Tampa, Fla., March 13 - GE Healthcare said it is sponsoring the first in a series of multi-center, multi-patient trials to further validate the clinical efficacy of 64-slice computed tomography (CT) as a method for the diagnosis and treatment planning of cardiovascular disease.

This multi-center trial involving the company's LightSpeed VCT system provides non-invasive, lower-cost diagnostic capabilities to combat the No. 1 killer of American men and women, according to a company news release.

Cardiac catheterization, the current gold standard for diagnosing coronary artery disease, is an invasive and costly procedure that can impose unnecessary stress to patients, the release said.

The intent of these multi-center, multi-patient trials is to determine what role VCT can play in minimizing non-interventional catheterization as well as how VCT can be used to improve early diagnoses.
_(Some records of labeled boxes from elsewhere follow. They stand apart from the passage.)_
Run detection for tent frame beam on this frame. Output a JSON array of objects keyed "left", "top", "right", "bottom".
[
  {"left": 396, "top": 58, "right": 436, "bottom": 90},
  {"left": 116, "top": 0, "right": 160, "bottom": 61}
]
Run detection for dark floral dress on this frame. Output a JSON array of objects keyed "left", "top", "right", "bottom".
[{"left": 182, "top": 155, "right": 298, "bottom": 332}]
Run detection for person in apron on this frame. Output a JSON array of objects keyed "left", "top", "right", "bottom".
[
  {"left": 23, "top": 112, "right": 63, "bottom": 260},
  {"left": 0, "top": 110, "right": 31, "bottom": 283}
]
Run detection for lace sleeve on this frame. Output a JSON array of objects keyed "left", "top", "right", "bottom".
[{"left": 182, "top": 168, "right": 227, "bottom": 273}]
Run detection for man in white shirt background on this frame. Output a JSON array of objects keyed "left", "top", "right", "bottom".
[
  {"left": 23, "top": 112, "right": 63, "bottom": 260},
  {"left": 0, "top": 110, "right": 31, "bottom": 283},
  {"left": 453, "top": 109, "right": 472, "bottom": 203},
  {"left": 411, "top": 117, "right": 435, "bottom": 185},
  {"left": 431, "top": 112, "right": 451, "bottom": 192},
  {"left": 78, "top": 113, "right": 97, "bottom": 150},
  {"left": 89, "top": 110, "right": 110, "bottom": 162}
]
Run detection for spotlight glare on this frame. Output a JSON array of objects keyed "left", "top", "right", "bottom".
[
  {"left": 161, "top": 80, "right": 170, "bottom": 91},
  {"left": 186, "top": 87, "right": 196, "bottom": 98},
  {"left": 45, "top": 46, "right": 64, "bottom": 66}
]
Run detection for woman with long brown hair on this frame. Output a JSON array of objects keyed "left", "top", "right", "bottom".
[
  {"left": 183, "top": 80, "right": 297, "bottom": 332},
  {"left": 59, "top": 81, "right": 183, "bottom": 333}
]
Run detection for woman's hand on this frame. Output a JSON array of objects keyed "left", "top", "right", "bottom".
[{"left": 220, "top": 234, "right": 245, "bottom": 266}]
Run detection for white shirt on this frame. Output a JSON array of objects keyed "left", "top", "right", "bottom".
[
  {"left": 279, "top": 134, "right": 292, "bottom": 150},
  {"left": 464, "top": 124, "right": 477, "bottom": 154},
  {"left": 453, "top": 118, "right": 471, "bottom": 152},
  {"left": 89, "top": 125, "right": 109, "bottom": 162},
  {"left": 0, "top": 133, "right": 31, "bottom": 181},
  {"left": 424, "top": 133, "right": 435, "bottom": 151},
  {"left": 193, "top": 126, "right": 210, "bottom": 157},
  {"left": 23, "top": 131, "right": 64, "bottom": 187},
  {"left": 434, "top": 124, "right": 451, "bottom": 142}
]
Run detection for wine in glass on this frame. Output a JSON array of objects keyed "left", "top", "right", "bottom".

Unlike previous clinical studies comparing multi-slice CT with diagnostic cardiac catheterization, GE Healthcare said it will not only seek to clinically validate the use of CT for non-invasive diagnosis, but will also examine patient results and analyze changes in the cardiologist's decision-making process and patient management.

The latter are important indicators for determining whether using the LightSpeed VCT improves patient outcomes and treatment protocols, the release said.

"Based on my initial findings using the VCT, I strongly believe that cardiac CT angiography has the potential to dramatically change the way we practice clinical cardiology, at least in part by significantly reducing the number of patients who need to undergo an unnecessary invasive diagnostic catheterization procedure," James Min, MD, assistant professor of medicine at Weill Cornell Medical College and one of the trial investigators, said in a statement.

Patient enrollment in this multi-center trial is now beginning. GE and its clinical trial partners expect to publish results in 2007.

Based in the United Kingdom, GE Healthcare is a $15 billion unit of General Electric Co.